Exemptions et aménagements, qui peut être dispensé des 15 heures ?
La réforme ne s’applique pas de façon identique à tous les profils. Certaines situations ouvrent droit à une réduction du volume d’activités imposé, voire à une exemption partielle. Le contrat d’engagement est précisément l’outil qui permet ces adaptations au cas par cas.
Les situations pouvant justifier un aménagement sont notamment, un handicap reconnu ou une pathologie chronique limitant la capacité de travail, une situation de parent isolé sans solution de garde pour un enfant en bas âge, ou encore un obstacle géographique sérieux, zone rurale sans transport, absence de structures d’accueil locales.
Dans ces cas, le volume hebdomadaire peut être réduit, et la nature des activités adaptée. Le dialogue avec le conseiller France Travail reste central, c’est lui qui valide ou refuse les demandes d’aménagement, ce qui rend la qualité de cet échange déterminante pour préserver l’équilibre entre vie professionnelle et obligations sociales.

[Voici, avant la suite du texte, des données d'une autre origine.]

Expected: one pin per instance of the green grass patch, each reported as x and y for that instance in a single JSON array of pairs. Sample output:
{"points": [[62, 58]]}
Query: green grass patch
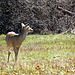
{"points": [[40, 55]]}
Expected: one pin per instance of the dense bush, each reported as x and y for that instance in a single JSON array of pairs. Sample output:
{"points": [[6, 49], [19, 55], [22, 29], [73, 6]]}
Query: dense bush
{"points": [[40, 14]]}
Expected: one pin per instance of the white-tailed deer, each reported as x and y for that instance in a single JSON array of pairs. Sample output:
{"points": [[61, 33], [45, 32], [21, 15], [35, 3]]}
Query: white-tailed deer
{"points": [[15, 40]]}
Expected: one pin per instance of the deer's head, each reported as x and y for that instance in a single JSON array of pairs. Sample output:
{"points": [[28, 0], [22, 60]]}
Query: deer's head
{"points": [[26, 27]]}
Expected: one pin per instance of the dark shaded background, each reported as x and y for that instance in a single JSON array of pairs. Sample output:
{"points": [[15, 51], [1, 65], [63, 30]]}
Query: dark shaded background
{"points": [[42, 15]]}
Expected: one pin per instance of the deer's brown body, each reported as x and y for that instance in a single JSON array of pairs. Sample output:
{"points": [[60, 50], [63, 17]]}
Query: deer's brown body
{"points": [[15, 40]]}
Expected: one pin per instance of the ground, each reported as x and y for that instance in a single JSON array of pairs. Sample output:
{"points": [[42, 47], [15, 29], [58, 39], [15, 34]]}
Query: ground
{"points": [[40, 55]]}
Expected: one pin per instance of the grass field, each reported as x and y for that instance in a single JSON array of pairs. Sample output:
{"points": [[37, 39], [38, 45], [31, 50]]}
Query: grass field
{"points": [[40, 55]]}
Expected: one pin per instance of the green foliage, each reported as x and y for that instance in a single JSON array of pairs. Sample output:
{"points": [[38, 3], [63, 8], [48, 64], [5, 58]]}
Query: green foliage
{"points": [[41, 55]]}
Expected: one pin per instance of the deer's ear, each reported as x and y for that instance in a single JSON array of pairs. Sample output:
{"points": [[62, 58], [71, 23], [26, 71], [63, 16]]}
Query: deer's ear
{"points": [[22, 25]]}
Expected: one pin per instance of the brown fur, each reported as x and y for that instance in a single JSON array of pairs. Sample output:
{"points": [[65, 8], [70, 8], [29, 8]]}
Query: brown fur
{"points": [[15, 40]]}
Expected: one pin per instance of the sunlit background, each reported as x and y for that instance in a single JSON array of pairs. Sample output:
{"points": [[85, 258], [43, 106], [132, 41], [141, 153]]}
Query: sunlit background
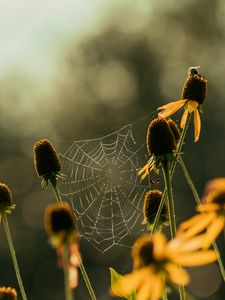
{"points": [[72, 70]]}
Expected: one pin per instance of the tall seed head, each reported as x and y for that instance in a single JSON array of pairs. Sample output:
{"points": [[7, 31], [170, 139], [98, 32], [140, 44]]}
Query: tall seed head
{"points": [[46, 160], [195, 88], [160, 139], [6, 203]]}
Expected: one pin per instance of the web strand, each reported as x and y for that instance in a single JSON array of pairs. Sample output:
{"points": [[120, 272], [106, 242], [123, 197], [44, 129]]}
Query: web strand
{"points": [[102, 185]]}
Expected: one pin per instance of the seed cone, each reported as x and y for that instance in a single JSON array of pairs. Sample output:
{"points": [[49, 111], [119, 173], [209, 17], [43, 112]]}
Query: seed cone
{"points": [[7, 293], [46, 159], [195, 88], [160, 139], [6, 203]]}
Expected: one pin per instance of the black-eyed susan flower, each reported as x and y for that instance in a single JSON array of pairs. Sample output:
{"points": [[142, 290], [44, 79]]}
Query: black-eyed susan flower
{"points": [[46, 161], [155, 261], [150, 208], [60, 224], [210, 222], [7, 293], [192, 98], [161, 145], [6, 203]]}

Sanctions en cas de non-respect, le système suspension-remobilisation
Ne pas justifier les 15 heures hebdomadaires expose à des conséquences financières directes. Le mécanisme prévu s’appelle suspension-remobilisation, dès le premier manquement constaté, le versement du RSA peut être suspendu partiellement ou totalement, sans délai de grâce automatique.
La suspension peut même être rétroactive, couvrant les périodes où les obligations n’ont pas été respectées. Un rétablissement des droits est possible dès lors que l’auto-entrepreneur reprend ses engagements et le justifie auprès de son conseiller.

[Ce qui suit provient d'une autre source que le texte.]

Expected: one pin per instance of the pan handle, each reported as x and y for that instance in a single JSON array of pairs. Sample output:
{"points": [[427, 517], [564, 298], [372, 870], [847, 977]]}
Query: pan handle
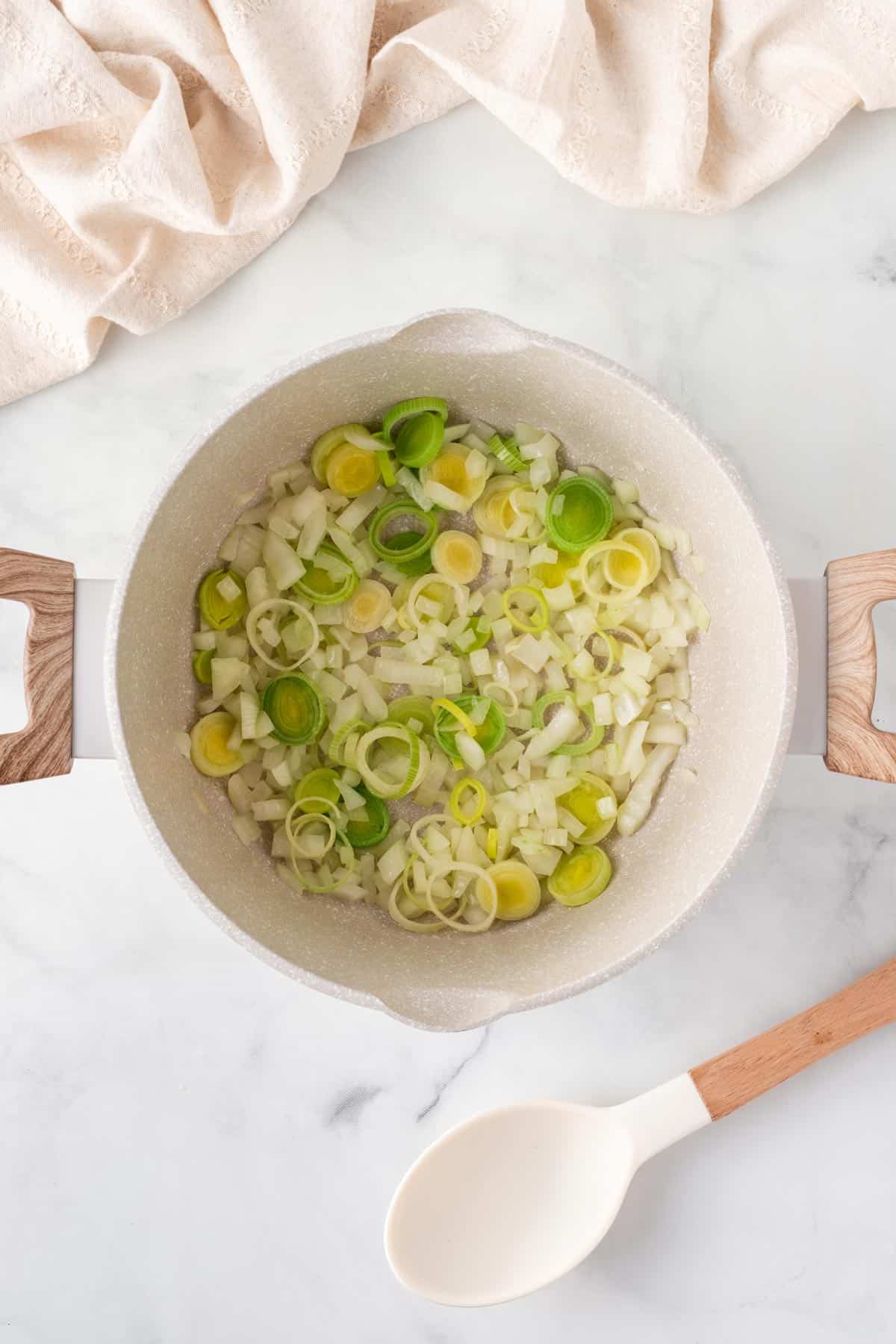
{"points": [[47, 588], [855, 586]]}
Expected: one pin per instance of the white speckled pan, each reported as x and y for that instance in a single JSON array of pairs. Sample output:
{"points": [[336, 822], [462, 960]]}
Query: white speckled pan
{"points": [[487, 367]]}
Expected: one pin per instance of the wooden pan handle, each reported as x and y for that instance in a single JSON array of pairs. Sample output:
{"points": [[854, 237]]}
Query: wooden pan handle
{"points": [[748, 1070], [855, 588], [47, 588]]}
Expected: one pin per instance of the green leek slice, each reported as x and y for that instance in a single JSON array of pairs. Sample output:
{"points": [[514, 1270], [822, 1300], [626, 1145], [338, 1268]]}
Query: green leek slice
{"points": [[417, 759], [294, 707], [317, 784], [411, 569], [406, 517], [406, 410], [481, 629], [420, 440], [217, 611], [489, 734], [594, 732], [321, 586]]}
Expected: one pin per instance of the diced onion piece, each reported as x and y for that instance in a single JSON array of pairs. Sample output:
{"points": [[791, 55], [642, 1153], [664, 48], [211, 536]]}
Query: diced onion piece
{"points": [[561, 729], [470, 750], [637, 806]]}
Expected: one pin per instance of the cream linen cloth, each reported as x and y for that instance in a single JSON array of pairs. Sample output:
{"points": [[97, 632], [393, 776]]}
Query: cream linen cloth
{"points": [[151, 148]]}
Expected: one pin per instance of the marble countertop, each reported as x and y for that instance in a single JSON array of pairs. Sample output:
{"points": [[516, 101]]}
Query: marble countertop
{"points": [[195, 1148]]}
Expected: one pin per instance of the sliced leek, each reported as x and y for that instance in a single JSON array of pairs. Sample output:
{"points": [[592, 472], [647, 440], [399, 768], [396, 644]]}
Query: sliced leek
{"points": [[294, 707], [351, 470], [367, 608], [588, 739], [413, 761], [593, 804], [519, 890], [457, 556], [581, 877], [462, 813], [403, 411], [222, 600], [210, 746], [544, 651], [579, 512], [327, 444], [531, 621], [449, 473], [328, 579]]}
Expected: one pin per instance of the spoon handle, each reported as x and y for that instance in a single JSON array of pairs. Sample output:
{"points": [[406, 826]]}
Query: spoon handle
{"points": [[738, 1075]]}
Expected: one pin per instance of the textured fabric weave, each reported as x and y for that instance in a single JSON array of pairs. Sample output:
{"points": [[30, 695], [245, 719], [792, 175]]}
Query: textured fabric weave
{"points": [[151, 148]]}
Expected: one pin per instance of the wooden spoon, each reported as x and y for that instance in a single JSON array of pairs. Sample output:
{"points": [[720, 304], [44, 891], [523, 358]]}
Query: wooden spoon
{"points": [[512, 1199]]}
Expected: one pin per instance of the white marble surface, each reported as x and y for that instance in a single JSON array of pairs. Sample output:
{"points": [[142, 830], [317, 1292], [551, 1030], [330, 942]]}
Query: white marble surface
{"points": [[193, 1148]]}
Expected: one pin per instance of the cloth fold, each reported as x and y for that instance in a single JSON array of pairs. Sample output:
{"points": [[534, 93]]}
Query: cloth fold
{"points": [[148, 151]]}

Mais la pression administrative générée par ce système est réelle, chaque semaine non documentée devient un risque potentiel. Pour éviter toute mauvaise surprise, il est conseillé de conserver une trace écrite de toutes les activités réalisées, attestations de formation, échanges par mail, relevés d’heures et de les transmettre proactivement à France Travail.

Opportunités ou contraintes, quel bilan pour l’auto-entrepreneur au RSA ?
L’équation n’est pas simple. D’un côté, certains auto-entrepreneurs voient dans ce nouveau cadre une chance d’accéder à des formations qu’ils n’auraient pas pu financer seuls, ou de bénéficier d’un accompagnement structuré pour développer leur activité. Les ateliers proposés par France Travail touchent parfois à des compétences très concrètes, comptabilité, communication digitale, prospection qui peuvent directement bénéficier à la micro-entreprise.
De l’autre, la rigidité des créneaux imposés, la charge administrative et la menace permanente de sanction pèsent sur des profils déjà fragilisés. L’auto-entrepreneuriat repose sur une certaine agilité ; lui superposer 15 à 20 heures d’obligations hebdomadaires modifie en profondeur cet équilibre. La clé réside dans la capacité à négocier intelligemment son contrat d’engagement et à orienter les activités imposées vers des apprentissages réellement utiles à son projet professionnel.